After leaving the village, Leah is struck with malaria and must stay behind to recover with Anatole. Leah falls in love with Anatole, decides to stay in the Congo and devotes her life to improving the lives of the Congolese people in a secular way by creating a commune farm with her husband and teaching classes on agriculture.
Adah Price - Leah's twin sister. Adah was born with a medical condition that prevents her from using the left side of her body. Adah uses this to put herself in a sort of observant exile from the world, where she watches everyone around her and only speaks when absolutely necessary. After escaping from the village she returns to the US with her mother and becomes a brilliant doctor and research scientist. Adah manages to cure her condition with physical therapy and time.

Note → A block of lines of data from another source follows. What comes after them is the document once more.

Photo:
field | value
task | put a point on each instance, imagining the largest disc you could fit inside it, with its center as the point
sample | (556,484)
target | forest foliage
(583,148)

Ruth May Price - the youngest daughter of the Price family. Ruth May is only five years old when they family moves to the Congo and fits in the easiest, quickly befriending all of the village children. Ruth May is a bright, fun young girl who respects and enjoys the local culture although she greatly fears the wild animals in the jungle. Ruth May suffers a bout of malaria that dampens her spirits halfway through the novel. When she recovers she is slightly more listless and removed and is ultimately killed by being bitten by a mamba snake. Her death puts into action the idea that Orleanna had about left the village and the rest of her sisters are saved when the village is later razed.
Barbara Kingsolver Biography
Barbara Kingsolver was born on April 8th, 1955 in Annapolis, Maryland. Her father, a doctor, moved the family to the rural town of Carlisle, Kentucky when she was just a girl. For a short time when she was a child, Kingsolver lived with her family in the Democratic Republic of the Congo while her parents did public health work there.

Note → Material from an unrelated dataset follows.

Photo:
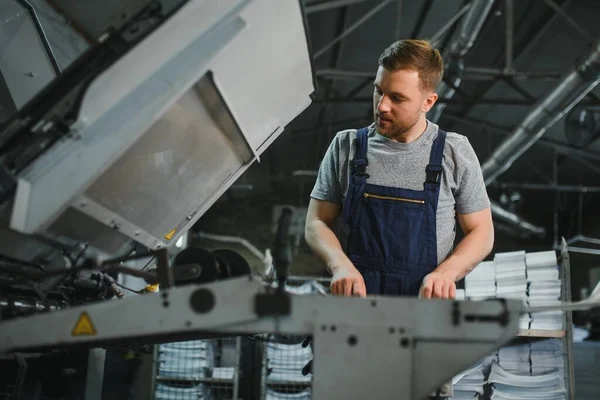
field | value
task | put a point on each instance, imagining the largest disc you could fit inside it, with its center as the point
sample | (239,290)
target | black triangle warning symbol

Kingsolver attended DePauw University in Indiana and began her lifelong activism there with protests against the Vietnam War. She graduated in 1977 with a Bachelor's degree in Science and lived in France for a year before eventually settling in Tucson, Arizona. In the mid-1980's, Kingsolver began her writing career as a science writer for the University of Arizona which then led to some work for the Tucson Weekly newspaper. She soon submitted a short story to another local newspaper and won a contest. This began her career in fiction.
In 1985, Kingsolver married Joseph Hoffmann and two years later gave birth to a daughter named Camille.
Kingsolver's breakout novel, "The Bean Trees" was published in 1988 and quickly followed a few years later with a sequel called, "Pigs in Heaven" (1993). In 1990, dissatisfied with America's involvement in the first Gulf war, Kingsolver moved with her daughter to the Canary Islands. After returning to America two years later, she separated from her husband and married another man named Steve Hopp with whom she had a daughter named Lily.
In 1998, Kingsolver's most well-known novel, "The Poisonwood Bible" was released and saw immediate success. The novel was nominated for the Pulitzer Prize and won the National Book Prize of South Africa. In the year 2000, Kingsolver created a prize to support authors who have as yet unpublished works that reflect social justice issues. The prize is called The Bellwether Prize and is awarded in even-numbered years. That same year she was awarded the 'National Humanities Medal' by then-president Bill Clinton.
Kingsolver has since published 3 more novels, "Prodigal Summer" (2000), "The Lacuna" (2009) and, her most recent novel, "Flight Behavior", (2012).
In 2004, Kingsolver and her family moved to Washington County, Virginia where they currently live.